What is a poem? I think it was Yeats that called a poem “the best words in the best order,” and that isn’t an inaccurate description, but I don’t think it captures all of what a poem is. Let me start with communication.

Communication is a transaction, an exchange between two people or entities, in which one (the Speaker/Writer/Communicator) gives the other (the Reader/Listener/Consumer) aset of ideas /a wireframe organization of a concept /a set of reasons/instructions for action. In many kinds of communication, for example speeches, reports, or advertisements, the kind of ideas transacted are generally factual/logical/brain-based in nature. In art, these ideas are emotional/heart-based. In short, Art is to Emotion as an Article is to Information. I think art should strive to transmit the emotion the author feels as efficiently as possible to the reader of that art.

In order to do this, multiple notation systems have been devised. Music is the most notable example that comes to mind, as it has the most rigid style, but grammar, as used self-consciously in writing, would be another example. Poetry has only a very loose set of rules and assumptions that allow it a sort of notational language, and this is complicated by the fact that when writing poetry, the author writes for a different medium: poetry is meant to be performed aloud. This makes the notation system even more important, but again, it’s hard to come up with a system that will be read mostly the same by most people.

What I’ve been trying to do since I began writing is develop a personal notation system, or what I think most would refer to as my “voice” as a poet/writer (I personally don’t like the word “poet,” as it sounds pretentious to me; I’m aware I should get over this).

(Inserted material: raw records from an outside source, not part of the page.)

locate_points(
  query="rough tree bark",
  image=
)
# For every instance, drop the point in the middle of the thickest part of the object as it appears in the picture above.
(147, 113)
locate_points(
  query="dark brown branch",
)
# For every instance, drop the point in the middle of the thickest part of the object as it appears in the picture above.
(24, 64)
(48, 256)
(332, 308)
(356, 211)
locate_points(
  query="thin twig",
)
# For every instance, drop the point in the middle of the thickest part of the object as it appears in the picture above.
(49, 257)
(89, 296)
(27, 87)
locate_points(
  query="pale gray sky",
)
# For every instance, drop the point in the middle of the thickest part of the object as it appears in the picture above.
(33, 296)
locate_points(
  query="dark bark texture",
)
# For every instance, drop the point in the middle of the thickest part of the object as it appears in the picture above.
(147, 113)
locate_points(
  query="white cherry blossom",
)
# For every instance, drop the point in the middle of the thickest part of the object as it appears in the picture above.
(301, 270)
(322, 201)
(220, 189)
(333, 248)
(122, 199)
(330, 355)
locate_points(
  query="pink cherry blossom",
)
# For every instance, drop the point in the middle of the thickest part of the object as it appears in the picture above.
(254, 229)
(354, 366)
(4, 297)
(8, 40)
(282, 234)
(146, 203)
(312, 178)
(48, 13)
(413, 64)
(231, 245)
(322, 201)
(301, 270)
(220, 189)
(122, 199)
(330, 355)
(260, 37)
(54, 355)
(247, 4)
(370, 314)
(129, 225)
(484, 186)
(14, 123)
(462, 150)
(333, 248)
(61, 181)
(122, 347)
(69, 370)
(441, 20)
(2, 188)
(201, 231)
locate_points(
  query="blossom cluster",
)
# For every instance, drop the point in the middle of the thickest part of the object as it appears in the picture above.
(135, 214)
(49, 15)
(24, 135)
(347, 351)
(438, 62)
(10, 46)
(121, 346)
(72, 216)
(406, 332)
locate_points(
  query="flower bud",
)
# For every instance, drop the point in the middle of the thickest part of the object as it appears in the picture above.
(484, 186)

However, there were some places that still needed improving from my draft manuscript: most notably, my prose in “Rip Tide of Memory” (now only “Rip Tide”) and “AMBER Alert.” I rewrote each to tighten their syntactic and idea rhythm, to make them move more lightly and gracefully.

The most notable difference in my series is the reordering of poems within it. I think that in my first draft, I spent so much time on getting my individual poems tight and polished that I threw them together somewhat haphazardly, using a loose thematic correspondence with the fake “Table of contents.” With the new order, I hope this has been fixed: the piece consists of six sections, each with three poems (A new one, “Everything stays the same,” makes the totals correct). Each section has a thematic/emotional/personal element that ties the sections together. They are ordered by the order in which I wrote the sestinas at the beginning of each section, which works out to make the series move from identity to memory to a feeling of universal justice, and from there to a discussion of death and (something like) love that culminates in an exploration of the nature of time and cosmology. The piece is bookended by the fake “Table of contents” (provided at the end as an ironic commentary on the rest of the text) and an “About the author” section. I think it works better this way, and I think the “About the author” at the beginning serves as a fair prelude poem to the piece.

I’m excited to be a writer like I haven’t been before.